Detective D. D. Warren had framed certificates on the wall. Apparently she had a degree in criminal justice and lots of advanced training in various firearms and forensic courses. The frames were slightly askew, so I straightened them up. They were dusty as well, so I took a napkin and polished them up.

What I needed was Windex to polish the glass. Without thinking, I turned to ask, and found two sets of eyes staring at me. The detectives’ gazes went from the straightened frames to me to the straightened frames again.

“Neat freak much?” Detective Warren drawled.

“Only when I’m nervous.”

“How often are you nervous?”

“Every day of the past year.”

The detectives exchanged glances.

“You went to a public school?” Detective Warren prodded.

“Yes.”

“Who has neater handwriting? You, Jackie, or Randi?”

“I don’t know. Randi had a thing for drawing little hearts over her i’s. Does that count?”

“What about print?”

“Me probably.” I shrugged. “But only because Randi preferred cursive, and Jackie had terrible handwriting, all cramped and rushed. It didn’t do any good to pass notes with her in class—we could never read what she wrote.”

“Wrote like a doctor,” D.D. said amiably.

“Exactly.”

“Do you listen to the police scanner when you’re off duty?” she asked abruptly.

The change in topic confused me. “What? Sometimes. Why?”

“Just thinking, in your line of work, you must like to keep your finger on the pulse of the city. And the things you must hear, the things you must know, being police dispatch and all.”

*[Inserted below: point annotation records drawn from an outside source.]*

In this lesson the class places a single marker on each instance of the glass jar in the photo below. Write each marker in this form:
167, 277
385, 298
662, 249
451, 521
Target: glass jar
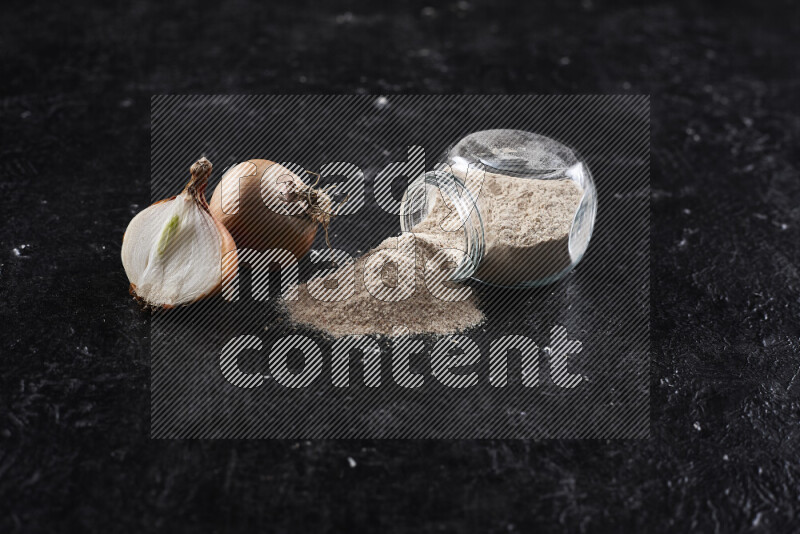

“You’re dispatch?” Detective O spoke up, finally sounding impressed. She looked me up and down, as if reassessing. “Tough job. I got a friend who does it. Kids are the toughest calls, she says. So much shit going on out there, and so little you can do to help them.”

“True.”

“Does it make you mad?” she continued conversationally. “Because I’m a sex crimes detective and it makes me furious. I mean, the number of perverts out there, and the things they can get away with, and there’s nothing we can do about it. Most kids are too terrified to come forward, and even if they do, system puts them through the wringer. You must hate that. Taking those calls while already knowing that even if the officer shows up and an arrest is made, it’s still gonna end badly for the kid. Just the way it is.”